Highlights seiner Karriere gab es viele, vor allem aber das Europapokalspiel im Basketball gegen den Europacupgewinner Real Madrid, das am 18.12.1966 vor 1400 Zuschauern (!!!) in der Halle des ISSW nur knapp verloren wurde; im Rückspiel in Madrid wurde Volker Heindel, dessen Gefährlichkeit erkannt worden war, innerhalb von wenigen Minuten mit 5 Fouls auf die Bank geschickt. Ein weiteres Highlight war die Reise 1966 mit dem Basketballteam von Uni/USC Heidelberg nach Israel. Dieses Team hatte als erste deutsche Mannschaft eine Einladung zu einem Aufenthalt und Spielen in dem Land erhalten, das noch total vom Holocaust geprägt war, wahrlich eine Reise von Diplomaten im Trainingsanzug. Eine weitere prägende Reise ging 1962 mit den USC-Leichtathleten nach Ägypten, jeweils 5 Tage auf dem Schiff von Genua nach Alexandria und zurück, eine herrliche Reise und unvergessliche Erlebnisse im Land. Auf dem Schiff konnte Volker Heindel seine Meisterschaft im Skatspiel demonstrieren; im Basar in Kairo brachte er mit seinem Verhandlungsgeschick so manchen Händler zur Verzweiflung.
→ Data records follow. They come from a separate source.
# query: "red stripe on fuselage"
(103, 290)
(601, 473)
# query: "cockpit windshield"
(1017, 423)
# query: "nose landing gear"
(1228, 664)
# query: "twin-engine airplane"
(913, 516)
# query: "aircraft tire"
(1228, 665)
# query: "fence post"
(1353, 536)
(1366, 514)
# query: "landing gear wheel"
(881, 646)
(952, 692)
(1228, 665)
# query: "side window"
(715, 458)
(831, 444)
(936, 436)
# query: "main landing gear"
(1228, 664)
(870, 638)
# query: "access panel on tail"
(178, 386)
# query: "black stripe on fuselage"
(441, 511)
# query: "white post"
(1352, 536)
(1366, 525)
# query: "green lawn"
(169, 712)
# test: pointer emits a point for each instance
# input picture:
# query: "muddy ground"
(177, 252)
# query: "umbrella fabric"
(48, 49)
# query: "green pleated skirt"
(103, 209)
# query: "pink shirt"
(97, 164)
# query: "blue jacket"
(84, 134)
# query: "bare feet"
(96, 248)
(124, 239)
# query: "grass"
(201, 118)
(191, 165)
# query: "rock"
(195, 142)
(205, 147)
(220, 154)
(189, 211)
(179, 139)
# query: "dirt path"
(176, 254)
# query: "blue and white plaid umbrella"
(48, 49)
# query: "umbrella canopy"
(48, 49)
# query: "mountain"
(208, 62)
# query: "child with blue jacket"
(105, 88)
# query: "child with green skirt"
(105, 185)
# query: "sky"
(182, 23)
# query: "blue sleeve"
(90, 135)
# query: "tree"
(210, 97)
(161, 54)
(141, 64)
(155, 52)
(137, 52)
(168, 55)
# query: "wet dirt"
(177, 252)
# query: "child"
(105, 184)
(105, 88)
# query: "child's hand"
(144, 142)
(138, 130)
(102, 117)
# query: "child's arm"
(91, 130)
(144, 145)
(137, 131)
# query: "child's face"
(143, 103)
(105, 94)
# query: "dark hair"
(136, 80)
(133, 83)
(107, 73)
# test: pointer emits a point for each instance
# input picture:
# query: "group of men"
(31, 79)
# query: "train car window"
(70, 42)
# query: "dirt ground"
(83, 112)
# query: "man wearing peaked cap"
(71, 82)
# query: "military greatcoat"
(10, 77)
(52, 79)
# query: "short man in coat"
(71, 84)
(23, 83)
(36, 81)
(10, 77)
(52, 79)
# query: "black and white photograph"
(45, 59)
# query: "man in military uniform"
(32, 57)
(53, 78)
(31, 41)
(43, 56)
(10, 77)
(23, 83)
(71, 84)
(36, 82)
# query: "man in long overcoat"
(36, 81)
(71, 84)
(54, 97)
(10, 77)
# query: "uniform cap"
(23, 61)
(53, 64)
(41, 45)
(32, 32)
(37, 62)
Volker Heindel war eher der Typ Mannschaftsspieler denn der Typ Einzelkämpfer, ein Mensch mit hoher sozialer Kompetenz. Nur beim Thema „Frau und Ball“ verzog er des Öfteren das Gesicht. Zahlreiche Sportsgrößen waren nicht nur sportlich seine Wegbegleiter, so etwa die Basketballer Hannes und Fritz Neumann, Klaus Weinand, Rassem Yahya, Jürgen Langhoff, Klaus Urmitzer, Jürgen Loibl oder die Handballer Felix Schmacke, Gerd Hönnige, Dr. Walter Schmitt und dessen Sohn Gerd. Auch Persönlichkeiten wie der DBB-Präsident und zeitweilige USC-Trainer Toni Kartak, sein Onkel Kurt Siebenhaar oder die ISSW-Direktoren Prof. Dr. Otto Neumann, Prof. Dr. Hermann Rieder und Prof. Dr. Klaus Roth schätzten ihn sehr. Nicht vergessen werden darf dabei natürlich auch Walter „Pulver“ Kaiser, das „Mädchen für alles“ der USC-Basketballer.
Auch als Trainer war Volker Heindel aktiv, sowohl bei den USC-Männern als auch bei den -Frauen; ab 1973 war er aber mit seiner Tätigkeit als Verantwortlicher für den Hochschulsport der Uni Heidelberg (er sorgte u.a. in der ISSW-Halle für das Anbringen der ersten Spielanzeigetafel in Deutschland!) so ausgefüllt, dass für eine Trainertätigkeit keine Zeit mehr blieb, zumal er in der Zwischenzeit seine Frau Inge – auch eine Basketballerin – geheiratet hatte und sich auch um seine beiden Kinder kümmern musste. Nach seiner Pensionierung entdeckte er Boule als Freizeit- und Wettkampfbeschäftigung.
Der USC Heidelberg wie auch die Universität Heidelberg können stolz darauf sein, eine so vielseitige und erfolgreiche Persönlichkeit in ihren Reihen gehabt zu haben.